I don't owe any GILTY tax because I've had 3 years of losses but what stresses me is that an accountant said I still had to submit the calculations/reporting and it may be complex and presumably he was pitching for me to hire him to do this reporting on my losses. 

Another tax person said that the Gilty doesn't apply to me and only applies to big multinational corporations. So I am waiting to get confirmation on whether I need to report it in an amended/streamlined return..FYI I went to www.justanswer.com and consulted an expert..I find their advice to be good and affordable.



Moulard said:


> Personally I would be hesitant to simply late file a Form 5471 via an amended return. Its one of the forms that IRS has a track record of AUTOMATICALLY imposing a fine of $10k for being filed late.
> Yes you can simply attach a Reasonable Cause statement along with the amended return, but are you confident that the IRS would actually be reasonable in determining if your cause was reasonable?
> I probably would not, or at least not without solid advice on how to draft that statement. I gather there are two primary ways to avoid those penalties, one is the Streamlined Foreign Offshore Procedure and the other is the Delinquent International Information Return Submission Procedure -- which is probably why it was suggested by your accountant.

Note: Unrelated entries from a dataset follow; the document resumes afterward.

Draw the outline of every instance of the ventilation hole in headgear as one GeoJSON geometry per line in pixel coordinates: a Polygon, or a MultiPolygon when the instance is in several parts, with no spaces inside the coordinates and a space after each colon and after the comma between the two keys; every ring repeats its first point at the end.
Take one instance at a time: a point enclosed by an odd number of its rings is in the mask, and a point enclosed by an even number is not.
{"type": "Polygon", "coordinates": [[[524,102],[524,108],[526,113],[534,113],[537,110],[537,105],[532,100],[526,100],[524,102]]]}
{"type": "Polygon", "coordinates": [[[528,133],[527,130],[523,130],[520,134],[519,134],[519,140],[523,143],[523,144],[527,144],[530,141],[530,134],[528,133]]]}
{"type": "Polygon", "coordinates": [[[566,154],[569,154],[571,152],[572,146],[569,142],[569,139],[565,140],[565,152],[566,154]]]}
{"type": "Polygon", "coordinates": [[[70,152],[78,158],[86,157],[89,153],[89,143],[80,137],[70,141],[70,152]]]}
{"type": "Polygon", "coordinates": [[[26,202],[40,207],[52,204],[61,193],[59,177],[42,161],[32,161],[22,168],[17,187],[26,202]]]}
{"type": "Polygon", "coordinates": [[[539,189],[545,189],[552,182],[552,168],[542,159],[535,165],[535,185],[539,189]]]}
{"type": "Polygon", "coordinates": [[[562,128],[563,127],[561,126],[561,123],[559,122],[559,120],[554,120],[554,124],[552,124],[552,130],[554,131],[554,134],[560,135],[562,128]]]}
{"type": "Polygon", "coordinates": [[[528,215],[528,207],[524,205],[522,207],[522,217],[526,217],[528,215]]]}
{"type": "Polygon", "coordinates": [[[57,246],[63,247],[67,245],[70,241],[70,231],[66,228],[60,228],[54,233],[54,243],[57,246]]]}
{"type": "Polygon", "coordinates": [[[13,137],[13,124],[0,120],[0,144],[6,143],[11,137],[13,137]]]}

Yes I am now trying to decide between using the streamlined process or quiet disclosure (ie. filing amended returns with the missing 5471 forms). The way I think of it is that technically you are allowed to amend up to 3 years if you discovered an error and if you discovered an error and fixed it then it should not be an issue, particularly if I didn't owe any tax to begin it. 

I am reluctant to use the streamlined procedure since it is a one-time deal, just in case I make more errors in the future and need to use streamlined to right future wrongs, especially when I start making money..


----------